In the meantime, Gordon Anderson resurfaced under the moniker Lone Pigeon and with an album, Concubine Rice (Domino, 2002), which sounds like Syd Barrett or Julian Cope (The Road Up To Harlow Square).

Heroes To Zeros (Regal, 2004) is a wildly overproduced work, but, ultimately, a lame statement of baroque pop a` la Beach Boys. Songs such as Assessment grant Beta Band a rock career (echoes of U2's I Will Follow), while Wonderful displays their potential as balladeers. But it is the eccentric pop muzak of Out-Side that dominates the proceedings. The idea is interesting for a few minutes, but over the course of an album it begins to sound like the billionth "next big thing" of Brit-pop.

The double-cd anthology The Best Of The Beta Band Music (Astralwerks, 2005) contains a disc of live recordings.

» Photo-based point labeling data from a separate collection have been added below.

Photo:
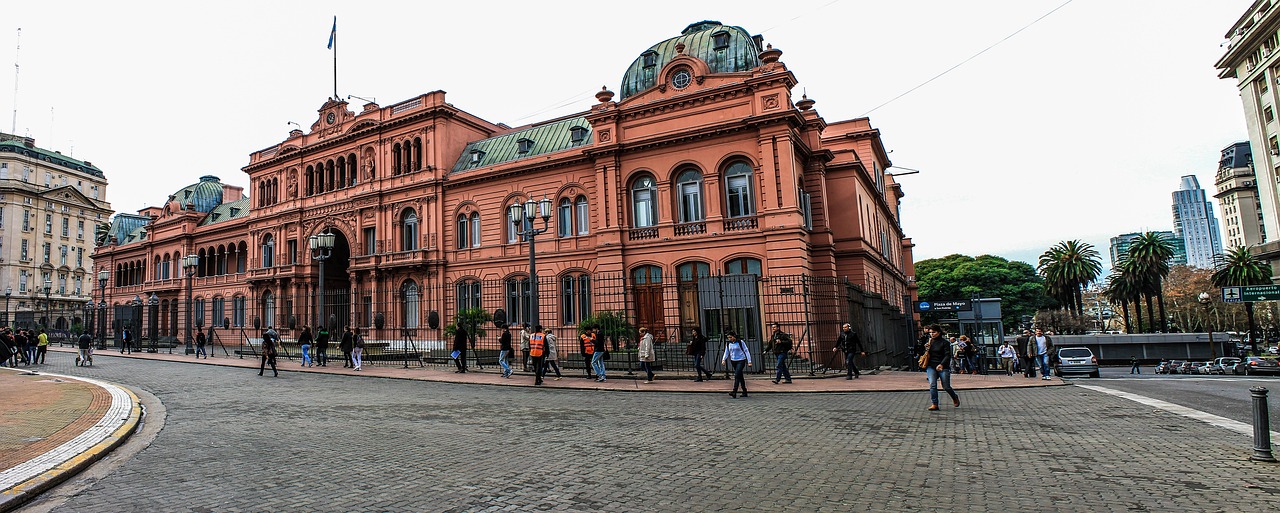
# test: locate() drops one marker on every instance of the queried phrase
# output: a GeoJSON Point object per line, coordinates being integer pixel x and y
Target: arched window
{"type": "Point", "coordinates": [469, 294]}
{"type": "Point", "coordinates": [565, 219]}
{"type": "Point", "coordinates": [689, 193]}
{"type": "Point", "coordinates": [737, 191]}
{"type": "Point", "coordinates": [475, 229]}
{"type": "Point", "coordinates": [584, 216]}
{"type": "Point", "coordinates": [268, 251]}
{"type": "Point", "coordinates": [743, 266]}
{"type": "Point", "coordinates": [408, 297]}
{"type": "Point", "coordinates": [408, 230]}
{"type": "Point", "coordinates": [644, 210]}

Mason formed King Biscuit Time that released Black Gold (2006).

After a long hiatus, recovering from mental instability, Gordon Anderson returned to the scenes with a new project, the Aliens. Astronomy For Dogs (Astralwerks, 2007) sounded like an attempt to filter Merseybeat, folk-rock and bubblegum of the 1960s through the lenses of the sounds of the 1990s (Setting Sun, The Happy Song).

Steve Mason formed Black Affair that released the mediocre Pleasure Pressure Point (2007).

John Maclean became a film director with Slow West (2015).